Protect yourself from disputes

Protect yourself from disputes

Signing up to an Inventory and Schedule of Condition is vital, says Tracy Churchwood MAPIP, director of Essex Country and Village Homes

 

By now landlords will know that all tenants’ deposits must be protected by law under one of the three government-approved tenancy deposit schemes.


The importance of a professional Inventory and Schedule of
Condition (ISC) cannot be over emphasised.
If a tenant disagrees with the landlord’s and/or agent’s deductions
being made from their deposit at the end of tenancy, they can raise a dispute with the tenancy deposit scheme with whom their deposit is protected. This should not be a concern as long as a professional and comprehensive ISC was completed and provided at the commencement of the tenancy.


However, should it not be comprehensive enough to enable the adjudicator to easily establish condition of the property from one
date to another, they will always err in favour of the tenant.


Most agents now provide an ISC, however, many are not comprehensive enough to withstand a dispute. Therefore, to avoid any unnecessary disputes or surprises it is imperative to employ a qualified inventory provider, such as a qualified member of the Association of Professional Inventory Providers (APIP).

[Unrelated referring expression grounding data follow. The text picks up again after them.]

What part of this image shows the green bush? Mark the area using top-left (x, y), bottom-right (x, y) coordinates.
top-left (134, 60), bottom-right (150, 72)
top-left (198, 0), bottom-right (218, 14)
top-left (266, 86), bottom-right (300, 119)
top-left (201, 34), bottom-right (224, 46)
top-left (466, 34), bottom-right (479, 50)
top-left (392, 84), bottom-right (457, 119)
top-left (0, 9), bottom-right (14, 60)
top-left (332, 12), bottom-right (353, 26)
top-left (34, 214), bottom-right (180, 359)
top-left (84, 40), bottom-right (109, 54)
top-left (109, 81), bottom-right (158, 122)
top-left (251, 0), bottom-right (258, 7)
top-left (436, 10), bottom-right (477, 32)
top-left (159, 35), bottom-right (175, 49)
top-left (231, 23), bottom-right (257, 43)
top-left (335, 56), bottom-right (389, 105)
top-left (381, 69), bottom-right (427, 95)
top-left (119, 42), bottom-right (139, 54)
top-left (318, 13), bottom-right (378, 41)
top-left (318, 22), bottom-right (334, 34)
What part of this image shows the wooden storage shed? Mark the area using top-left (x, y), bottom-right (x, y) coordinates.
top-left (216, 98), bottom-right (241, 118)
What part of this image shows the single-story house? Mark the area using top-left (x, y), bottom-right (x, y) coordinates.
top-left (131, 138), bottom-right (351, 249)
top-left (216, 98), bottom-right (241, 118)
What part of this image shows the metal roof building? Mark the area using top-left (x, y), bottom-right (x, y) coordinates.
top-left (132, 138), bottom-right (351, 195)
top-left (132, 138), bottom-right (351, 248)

Look out for the logo and the letters MAPIP after the individual’s name and ask to see their membership card. This is an individual qualification and the logo can only be used for that individual and not as an encompassing agency logo. Some agents have qualified members to conduct this in-house, alternatively there are independent inventory providers as well. It is advisable to use a qualified member to conduct the ‘check out’ at the end of tenancy, again for both parties to prevent any unnecessary surprises or disputes.


If your property is being managed by a reputable agent, such as
ourselves, all the of above will be done as part of the standard
management package.


In addition, due to the regular property inspections conducted, there should be no surprises for either party at the end of tenancy.